11/13/2007
Oregon: Officer Caught Arresting Sober Motorists for DUIAn award-winning police officer in Corvallis, Oregon quits after investigation looks into his arrest of sober motorist for DUI.
A sober man wants justice after he was arrested for driving under the influence of alcohol (DUI) by one of the most productive Corvallis, Oregon police officers. Brian J. Noakes that he was considering filing suit for false arrest, as reported by the Corvallis Gazette-Times newspaper.
On May 11, Noakes had gone to a bar to pick up his wife and friends. While parked, his wife sent him a text message that they had moved to a bar a block away, so Noakes drove a bit closer to the second bar, stopping his car in a store parking lot. When Noakes left the car, Officer Dave Cox, who had been staking out area bars, confronted him. Cox suggested that Noakes' driving such a short distance was suspicious.
Cox wrote in his report that the motorist had "bloodshot and glassy" eyes and that his tongue had a "light green coating." The motorist had a cold and was chewing gum. The motorist blew 0.0 on a breathalyzer test and a drug test confirmed that his system was clean, aside from a trace amount of codeine from cold medicine taken the previous day. Although Noakes was not charged with a DUI offense, the arrest will stay on his record.
"An arrest for traffic is not expungeable," Corvallis defense attorney Jennifer Nash told the Corvallis Gazette-Times newspaper. "So when innocent people are arrested there is actual damage."
Noakes was not the only sober motorist arrested by Cox in May. At least six of 27 motorists arrested by Cox for DUI that month passed drug testing and registered blood alcohol levels below the legal limit. Nonetheless, twenty-two of the arrest reports contained passages essentially identical to those in Noakes' report describing "bloodshot and glassy" eyes and other alleged indicators of intoxication.
California defense attorney Lawrence Taylor calls says this "Xeroxing" of arrest reports is common.
"The (prewritten) report tells the officer what he should have seen -- not what he actually saw," Taylor wrote. "And as any honest cop will tell you, drunk driving cases rarely follow such a neat, pre-described script. But it is convenient. And avoids messy complications -- like the actual facts."
Corvallis police put Cox on paid leave on September 14 and he resigned November 1. Sergeant Jim Crain was put on leave October 18. Cox made 27 of the 35 DUI arrests for Corvallis in May and was named DUII Enforcement Officer of the Year in 2003.
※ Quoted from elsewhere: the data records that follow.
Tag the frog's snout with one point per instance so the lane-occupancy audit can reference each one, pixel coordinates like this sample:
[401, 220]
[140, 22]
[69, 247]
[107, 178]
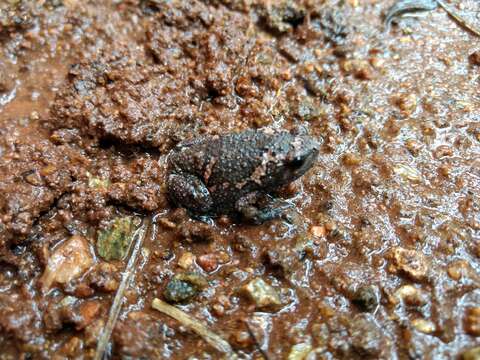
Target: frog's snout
[304, 155]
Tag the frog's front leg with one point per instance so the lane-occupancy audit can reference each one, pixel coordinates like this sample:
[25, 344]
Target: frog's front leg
[257, 207]
[190, 192]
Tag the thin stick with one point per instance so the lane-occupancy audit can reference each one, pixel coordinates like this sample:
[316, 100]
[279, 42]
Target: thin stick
[210, 337]
[257, 343]
[138, 238]
[460, 20]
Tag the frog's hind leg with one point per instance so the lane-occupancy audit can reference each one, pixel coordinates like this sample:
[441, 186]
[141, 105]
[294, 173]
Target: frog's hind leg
[190, 192]
[257, 207]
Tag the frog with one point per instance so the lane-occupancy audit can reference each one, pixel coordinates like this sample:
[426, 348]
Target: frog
[237, 174]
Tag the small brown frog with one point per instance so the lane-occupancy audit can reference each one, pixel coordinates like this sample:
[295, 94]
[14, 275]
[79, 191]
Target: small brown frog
[236, 173]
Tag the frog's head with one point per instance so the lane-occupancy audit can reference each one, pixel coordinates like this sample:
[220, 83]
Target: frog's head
[295, 154]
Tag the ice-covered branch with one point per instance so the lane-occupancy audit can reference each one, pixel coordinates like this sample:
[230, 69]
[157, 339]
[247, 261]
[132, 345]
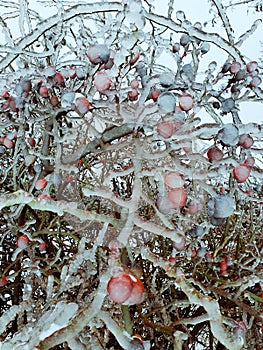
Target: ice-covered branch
[52, 22]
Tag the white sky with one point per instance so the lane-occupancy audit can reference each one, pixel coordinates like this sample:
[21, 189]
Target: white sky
[198, 10]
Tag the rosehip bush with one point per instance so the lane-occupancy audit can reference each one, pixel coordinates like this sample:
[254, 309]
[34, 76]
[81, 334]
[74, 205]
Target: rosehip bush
[131, 179]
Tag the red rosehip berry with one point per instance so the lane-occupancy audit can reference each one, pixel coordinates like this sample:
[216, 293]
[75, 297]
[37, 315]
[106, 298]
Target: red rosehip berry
[43, 91]
[40, 184]
[215, 154]
[22, 242]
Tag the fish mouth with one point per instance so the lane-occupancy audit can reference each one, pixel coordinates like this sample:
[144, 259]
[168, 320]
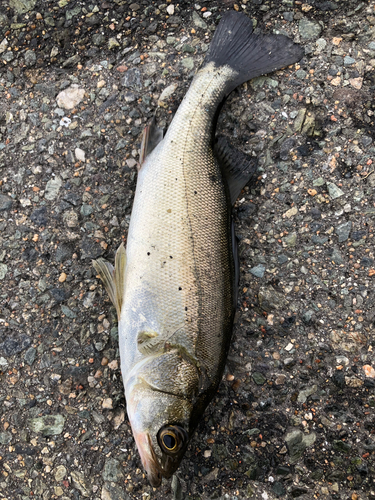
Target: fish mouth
[150, 461]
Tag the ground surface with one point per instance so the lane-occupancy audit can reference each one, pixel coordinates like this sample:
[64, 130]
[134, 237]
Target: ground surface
[294, 415]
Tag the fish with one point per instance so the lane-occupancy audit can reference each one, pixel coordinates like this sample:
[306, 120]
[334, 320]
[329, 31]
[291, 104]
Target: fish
[175, 286]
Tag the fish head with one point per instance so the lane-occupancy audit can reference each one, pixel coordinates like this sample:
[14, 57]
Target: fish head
[160, 423]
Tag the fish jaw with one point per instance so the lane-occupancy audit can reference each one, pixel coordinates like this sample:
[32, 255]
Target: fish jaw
[149, 460]
[149, 410]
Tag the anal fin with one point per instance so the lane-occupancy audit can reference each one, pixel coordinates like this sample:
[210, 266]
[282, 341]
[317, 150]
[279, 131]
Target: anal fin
[113, 278]
[237, 167]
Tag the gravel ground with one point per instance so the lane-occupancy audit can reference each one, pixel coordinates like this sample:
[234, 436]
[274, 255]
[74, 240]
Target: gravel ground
[294, 415]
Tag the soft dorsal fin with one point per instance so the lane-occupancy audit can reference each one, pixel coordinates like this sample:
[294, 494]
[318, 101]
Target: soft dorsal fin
[237, 167]
[152, 135]
[113, 277]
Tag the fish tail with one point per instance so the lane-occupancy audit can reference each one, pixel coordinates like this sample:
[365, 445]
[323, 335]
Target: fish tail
[249, 55]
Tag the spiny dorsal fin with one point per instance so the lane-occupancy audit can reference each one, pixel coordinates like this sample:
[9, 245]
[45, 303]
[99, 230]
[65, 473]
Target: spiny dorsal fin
[152, 135]
[237, 167]
[113, 278]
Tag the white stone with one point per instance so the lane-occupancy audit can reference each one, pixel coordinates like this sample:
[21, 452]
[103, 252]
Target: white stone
[70, 97]
[79, 154]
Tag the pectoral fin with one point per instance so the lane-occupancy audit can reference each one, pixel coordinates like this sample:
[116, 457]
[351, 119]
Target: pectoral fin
[113, 277]
[152, 135]
[237, 167]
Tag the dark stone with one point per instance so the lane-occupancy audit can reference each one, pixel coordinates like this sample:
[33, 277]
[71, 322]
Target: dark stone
[326, 6]
[315, 213]
[39, 216]
[282, 259]
[298, 491]
[343, 446]
[30, 254]
[286, 147]
[283, 470]
[358, 235]
[63, 252]
[278, 489]
[77, 373]
[25, 450]
[100, 152]
[59, 294]
[367, 262]
[5, 202]
[132, 79]
[14, 344]
[72, 198]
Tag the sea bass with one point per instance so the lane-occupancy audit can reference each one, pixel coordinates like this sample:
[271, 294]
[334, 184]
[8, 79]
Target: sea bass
[175, 286]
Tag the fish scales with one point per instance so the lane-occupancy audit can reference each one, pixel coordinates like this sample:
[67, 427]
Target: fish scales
[179, 256]
[175, 289]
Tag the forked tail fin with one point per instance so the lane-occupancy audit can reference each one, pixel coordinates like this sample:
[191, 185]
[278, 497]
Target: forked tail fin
[234, 44]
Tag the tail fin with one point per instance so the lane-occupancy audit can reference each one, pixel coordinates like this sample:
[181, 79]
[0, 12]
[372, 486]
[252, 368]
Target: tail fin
[234, 44]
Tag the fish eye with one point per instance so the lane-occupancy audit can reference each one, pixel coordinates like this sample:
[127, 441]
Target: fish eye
[172, 438]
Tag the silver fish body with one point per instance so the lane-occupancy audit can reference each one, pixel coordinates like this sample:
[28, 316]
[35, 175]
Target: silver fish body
[177, 313]
[176, 294]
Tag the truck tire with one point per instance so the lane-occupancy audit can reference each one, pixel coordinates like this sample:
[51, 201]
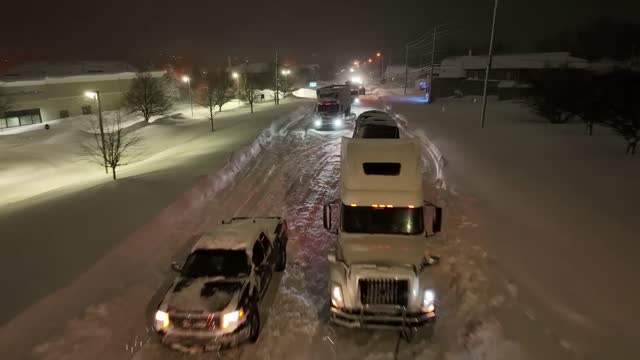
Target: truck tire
[281, 264]
[254, 324]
"I believe this is part of a larger problem with the Corvallis police," Dr Adam Schultz, a resident, wrote in a letter to the mayor. "Is it not true that the police officers attempt to maximize their performance-related pay reviews, and that the number of citations is a key metric? Isn't this the perfect condition for a conflict-of-interest, i.e. rather than measuring performance through improvement in road safety, instead doesn't this encourage spurious citations?"
Correction: An earlier version of the article incorrectly identified the motorist involved in the DUI incident as David E. Picray. Picray had also filed suit against the Corvallis Police Department.